Awesome and this car will be faster than the CGT!

GT-R V-spec will be on sale at the end of 2008, can't wait!


----------



## Philip (Jan 17, 2002)

Turbo4ever said:


> Awesome and this car will be faster than the CGT!


How can you be so sure?

Phil


----------



## mindlessoath (Nov 30, 2007)

because nissan wants to come in first. thats why. its main spec-v competitor is the lexus lf-a.


----------



## yuangs (Apr 9, 2008)

I can't wait for the pics of joker69. So Come On!


----------



## Godspd (Dec 12, 2001)

Exclusive Spy Video and Photos: 2010 Nissan GT-R V Spec


----------



## Steve (Sep 21, 2001)

Thats the one I've been waiting for !!!!


----------



## Kyuubi (Dec 3, 2007)

Godspd said:


> Exclusive Spy Video and Photos: 2010 Nissan GT-R V Spec


Man that sounds awesome...:bowdown1:


----------



## R33_GTS-t (Apr 27, 2005)

Here's some interior shots:


----------



## Blow Dog (Sep 4, 2001)

joker69 said:


> hey cem
> 
> shure i can tell you the story.... (warning bad english ;-) )
> 
> ...


Thanks for that - I'm looking forward to this so much and those carbon seats look great. I'm very interested in possible price for this car as we in the UK have made it very clear that the standard GTR is a great value car, I hope they don't take advantage of that and whack on 25k premiums on this.


----------



## aikon (Mar 12, 2008)

judging from the vast emptiness of the back seen through the rear of the passenger seat's hole, the back seats seem to have gone as well!!


----------



## Turbo4ever (Apr 15, 2008)

Philip said:


> How can you be so sure?
> 
> Phil


Let's see, that's their target, just like the base GT-R has to beat the Turbo!


----------



## Turbo4ever (Apr 15, 2008)

Steve said:


> Thats the one I've been waiting for !!!!
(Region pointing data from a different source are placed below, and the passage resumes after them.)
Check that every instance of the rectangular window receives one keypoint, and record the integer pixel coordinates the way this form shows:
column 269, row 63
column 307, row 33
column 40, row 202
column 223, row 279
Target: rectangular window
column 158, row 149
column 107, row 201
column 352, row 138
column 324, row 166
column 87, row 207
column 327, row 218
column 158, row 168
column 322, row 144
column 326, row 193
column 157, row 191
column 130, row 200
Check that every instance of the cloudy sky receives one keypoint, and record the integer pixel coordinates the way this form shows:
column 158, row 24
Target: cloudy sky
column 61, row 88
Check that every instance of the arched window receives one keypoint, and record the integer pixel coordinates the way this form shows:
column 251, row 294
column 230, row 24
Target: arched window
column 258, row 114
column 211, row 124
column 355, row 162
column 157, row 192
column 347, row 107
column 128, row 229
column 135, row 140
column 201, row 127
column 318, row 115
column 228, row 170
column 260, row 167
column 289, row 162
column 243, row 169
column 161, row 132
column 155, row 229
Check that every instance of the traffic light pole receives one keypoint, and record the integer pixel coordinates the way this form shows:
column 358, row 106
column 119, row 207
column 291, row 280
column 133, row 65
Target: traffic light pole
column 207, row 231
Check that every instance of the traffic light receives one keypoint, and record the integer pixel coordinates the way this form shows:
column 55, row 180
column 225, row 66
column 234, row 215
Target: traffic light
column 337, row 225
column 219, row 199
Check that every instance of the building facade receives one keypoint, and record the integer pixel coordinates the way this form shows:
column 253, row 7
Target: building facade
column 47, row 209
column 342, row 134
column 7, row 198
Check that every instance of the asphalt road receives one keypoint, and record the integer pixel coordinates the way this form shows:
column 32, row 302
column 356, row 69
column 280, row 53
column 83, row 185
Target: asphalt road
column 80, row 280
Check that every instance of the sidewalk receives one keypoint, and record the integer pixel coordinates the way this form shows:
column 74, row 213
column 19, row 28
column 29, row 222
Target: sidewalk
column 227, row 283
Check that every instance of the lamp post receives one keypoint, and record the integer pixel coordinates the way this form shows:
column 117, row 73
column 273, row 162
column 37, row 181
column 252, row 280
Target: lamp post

Same here, the performance would be crazy.


----------



## Godspd (Dec 12, 2001)

R33_GTS-t said:


> Here's some interior shots:


Can't view the pictures?


----------



## tokyogtr (Feb 14, 2008)

the back seats are held on with velcro anyway. i took mine out the other day to give them a clean. the weight saving will be miniscule from doing this. primary reason for removing them is you won't be able to get in there anyway. the seats won't tip forward in the spec-v and the harness bar and straps would be in the way.

they're going to get rid of a lot of sound proofing i think. they should also change the glass to thinner light weight stuff.

there's a thread somewhere from the US guys who put their car together that showed all the individual components's weights. anyone know where that is?


----------



## tokyogtr (Feb 14, 2008)

just out of curiosity i checked the weights of the porsche:

Turbo = 1585kg 480bhp
GT2 = 1442kg 530bhp
GT3 = 1395kg
RS = 1375kg

so, is the GTR targetting the GT3 or GT2? you would have to guess it's going after the GT2 as it's also a turbo car, which means a 10% weight reduction plus a 10% power hike too (based on the difference between the turbo and the gt2). 

which equates to the spec-v weighing in at 1566kg (a drop of 174kg) and peak power of 520bhp (based on published figures of 473bhp).

so, 174kg diet... that's a big ask.... but doable.


----------



## Chuck_H (Jul 28, 2006)

Here are the weights i have gathered so far.

JDM R35 GT-R:

3825.6 lbs - Total vehicle weight base model jdm r35 with 10 gallons fuel.

608 lbs ---- Engine weight. This is the full engine with the first set of catalytic converters/turbo outlet pipes attached.

326 lbs ---- GR6 Transaxle.

145 lbs ---- Rear subframe weight: 145 lbs for the rear subframe complete, less rear rotors.

63 lbs ----- Front tire and wheel.

66 lbs ----- Rear tire and wheel.

26 lbs ----- Rear brake rotor.

24 lbs ----- Battery.

30 lbs ----- Backside catalytic converter, flex pipes and resonator.


----------



## mindlessoath (Nov 30, 2007)

OEM GT-R Weights - NAGTROC - The Nissan GT-R Owners Club
enjoy!



> JDM R35 GT-R:
> 
> 3825.6 lbs - Total vehicle weight base model jdm r35 with 10 gallons fuel. *
> 
> ...


i belive that the Spec-v wont have a carbon fiber hood. as a romor i heard.

here is the vspec on the ring video from edmunds - i just uploaded it to youtube is all
YouTube - Nissan GT-R R35 SPEC-V on nurburgring


----------



## bonzelite (May 14, 2006)

_*fastest production car around the Nurburgring is the target*_


----------



## moleman (Jun 3, 2002)

"Production" by who's standards?

Phil Bennett's Radical lap is not recognised because it's not a production car, yet the Dutch Donkervoort's lap is. Go figure. It's all bollocks.

As Phil Bennett recently said in a mag article, the only record that counts is Bellof's.


----------



## R33_GTS-t (Apr 27, 2005)

I apply a simple rule. If your car looks like the Go-Cart I had when I was five, it isn't a production car.


----------



## aikon (Mar 12, 2008)

i think the Top Gear rule sounds pretty good. It must have a boot and can go over speed bumps.


----------



## moleman (Jun 3, 2002)

R33_GTS-t, that's fair enough, if you stick to it. Trouble is, some recorders who produce lists pick and choose what does and doesn't qualify based on any number of bullshit factors.


----------



## tokyogtr (Feb 14, 2008)

surely the whole point here is a car that can be used everyday, comes with a warranty, requires "normal" service intervals, has produced more than 50-100 of the exact same variation qualifies as a production car. 

either way, i think the only car it needs to beat at the nurburgring is the porsche GT2. who cares about the others?


----------